The film was one of several reels found by sisters Nancy and Barbara Sleeper of Newberry, according to a press release from MDOT. They discovered them in their mother’s basement and wanted to preserve them as part of their family heritage.

“Our grandfather, Sanborn Sleeper, was the superintendent of the Luce County Road Commission from 1928 until sometime around World War II,” Nancy Sleeper said, adding he probably acquired the films during that period.

Sanborn Sleeper was instrumental in bringing the Snogo, an early snow blower, to Michigan, Nancy said. Some of the reels featured film of the Snogo equipment being tested near Newberry.

“We saw the ‘Winter Comes to Michigan’ film and thought, gee, this is some great footage of those old-time ‘busy highways,'” Nancy said. “They were so interesting, we couldn’t see just holding onto them.”

So the Sleeper family donated the original reels to MDOT. They’ve now been digitized, restored and uploaded to the department’s YouTube channel.

The film’s “man against nature” theme focuses on the challenge — as real today as it was then — of keeping roads open during Michigan’s harsh winters.

“Winter maintenance is a gigantic task for heroic men and efficient machines,” states the film’s foreword. “It is a public service fraught with grave responsibilities. OUR HIGHWAYS MUST BE KEPT OPEN!”

Winter travel before modern highways was not an easy ride. The season was something to be survived, not enjoyed.

“Yes, winter is a season of unusual beauty,” intones the narrator. “Only a brief score of years ago, however, the idyll of winter brought only the sad realization of a long season of isolation.”

Modern highways and winter snow removal equipment changed all that. With the advent of reliable winter maintenance, the film suggests, the state’s growing highway system opened up winter as a playground for sports, recreation and tourism.

The film shows residents enjoying outdoor winter fun at locations such as Ishpeming’s Suicide Hill ski jump, fledgling downhill ski areas, outdoor public ice skating rinks and an elaborate toboggan run. Filmmaker and author Bill Jamerson, whose documentaries have explored winter sports and other aspects of state history for Michigan Public Television, said many of the film locations were probably in the U.P., while the toboggan run scene was probably filmed at a winter sports park in Grayling.

Most of these winter parks started in the late 1920s, Jamerson said. His “Winter Wonderland” documentary looked at the golden age of winter recreation from the 1930s through the 1960s, made possible via better automobiles and snow removal equipment.

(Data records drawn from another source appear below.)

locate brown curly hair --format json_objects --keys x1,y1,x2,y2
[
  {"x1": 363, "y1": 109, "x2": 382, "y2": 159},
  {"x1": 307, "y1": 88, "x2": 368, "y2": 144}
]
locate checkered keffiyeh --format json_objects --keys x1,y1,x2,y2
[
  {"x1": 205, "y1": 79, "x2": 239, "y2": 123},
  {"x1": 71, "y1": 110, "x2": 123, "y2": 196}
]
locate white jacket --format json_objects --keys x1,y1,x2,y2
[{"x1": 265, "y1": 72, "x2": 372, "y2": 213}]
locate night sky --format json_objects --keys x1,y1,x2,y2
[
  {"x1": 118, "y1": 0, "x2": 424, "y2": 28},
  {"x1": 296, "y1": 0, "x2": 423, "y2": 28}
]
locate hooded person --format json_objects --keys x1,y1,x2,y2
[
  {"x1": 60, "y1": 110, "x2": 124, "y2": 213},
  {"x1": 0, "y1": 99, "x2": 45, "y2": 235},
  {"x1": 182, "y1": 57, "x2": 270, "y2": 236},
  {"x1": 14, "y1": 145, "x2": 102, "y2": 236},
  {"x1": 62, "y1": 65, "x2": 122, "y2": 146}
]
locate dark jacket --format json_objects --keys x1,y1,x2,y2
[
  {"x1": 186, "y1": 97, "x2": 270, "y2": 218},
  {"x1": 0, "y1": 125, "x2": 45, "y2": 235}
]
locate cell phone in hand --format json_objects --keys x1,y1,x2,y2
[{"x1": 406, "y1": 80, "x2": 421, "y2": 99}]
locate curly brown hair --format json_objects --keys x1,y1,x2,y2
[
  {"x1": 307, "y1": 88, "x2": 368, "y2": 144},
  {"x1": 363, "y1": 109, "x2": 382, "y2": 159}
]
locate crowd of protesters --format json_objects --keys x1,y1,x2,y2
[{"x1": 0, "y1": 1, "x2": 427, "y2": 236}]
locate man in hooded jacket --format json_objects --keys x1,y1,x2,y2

“Winter driving was hazardous, so this film goes a long way in showing that progress had been made,” Jamerson said. “Remember, up until World War II, snow trains brought people up to the Grayling winter sports park from Detroit. So, rail was considered the safe option for most people. Trains were also bringing people from Chicago and Milwaukee up into Iron Mountain.”

Transportation — even in this period before the Mackinac Bridge — helped boost the state’s winter tourism by allowing safe and reliable winter travel. It also may have helped end this golden age. When air travel became routine, more and more Midwesterners headed to the higher slopes and newer resorts in the West.

“I think an important thing these film do is remind us who we are,” Jamerson said. “For example, there once was a day when skating rinks were overflowing with families … it could happen again!”

Watching the film brought back vivid memories for one veteran ski-jumper.

“That’s Ishpeming. That’s Suicide Hill, back when it was smaller,” said the late Rudy Maki, 80, an honoree of the U.S. Ski and Snowboard Hall of Fame. Maki died Jan. 17.

An Ishpeming native, Maki knew Suicide Hill well. He jumped competitively there at age 8 before earning the national championship in 1955 and setting hill records on jumps in Ishpeming and Iron Mountain.

One thing Maki said has changed since then: transportation. In the old days, ski jumpers traveled to tournaments — even across the country — by car. And then, only when the weather allowed. In 1947, Maki recalled that Ishpeming hosted a national championship, but a massive storm socked in the town and postponed the tournament for a week. Putting up all of the out-of-town visitors was costly.